Sandra Garfinkel Shapiro grew up in Charleston, South Carolina, in the 1930s and 40s, the youngest of six children of Jewish immigrants from Divin, Russia. She recalls her childhood years, including her involvement with Young Judea, the African-American woman who worked for the Garfinkel family, and her fathers mattress business. She has donated her personal collection of genealogy books, photos, and ephemera to the Jewish Heritage Collection at the College of Charleston.
Philip Garfinkel, one of six children of Sam and Hannah Garfinkel, natives of Divin, Russia, grew up in the 1930s and ’40s in Charleston, South Carolina. Philip discusses his siblings, friends from the St. Philip Street neighborhood, and the family’s religious practices. He fondly recalls summers on Sullivan’s Island and afternoons at the Jewish Community Center on St. Philip Street.

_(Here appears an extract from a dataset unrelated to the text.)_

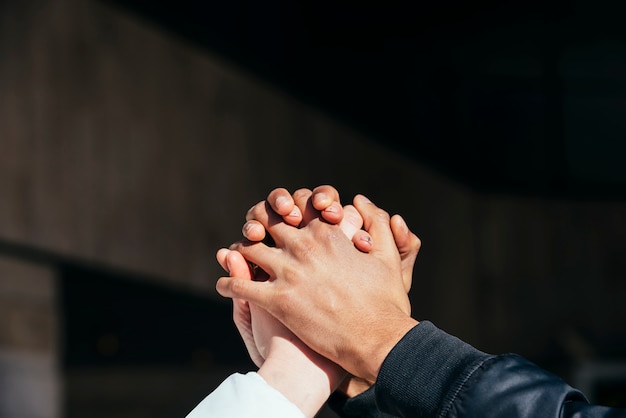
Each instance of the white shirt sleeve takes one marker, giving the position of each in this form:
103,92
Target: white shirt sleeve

Olga Garfinkel Weinstein, born in Charleston, South Carolina, in 1917, describes her childhood, including her siblings, the Jewish Community Center, and the traditional Jewish foods her mother served. Olga experienced no anti-Semitism as a schoolgirl, but discusses her awareness, as a young woman during World War II, of what was happening to the Jews in Europe.
Harry Appel’s parents, Abraham Appel and Ida Goldberg, emigrated separately from Kaluszyn, Poland, in the early twentieth century. They met, married, and raised three children in Charleston, South Carolina. Their eldest, Harry, born in 1924, talks about his siblings, growing up in the St. Philip Street neighborhood, and Charleston’s synagogues.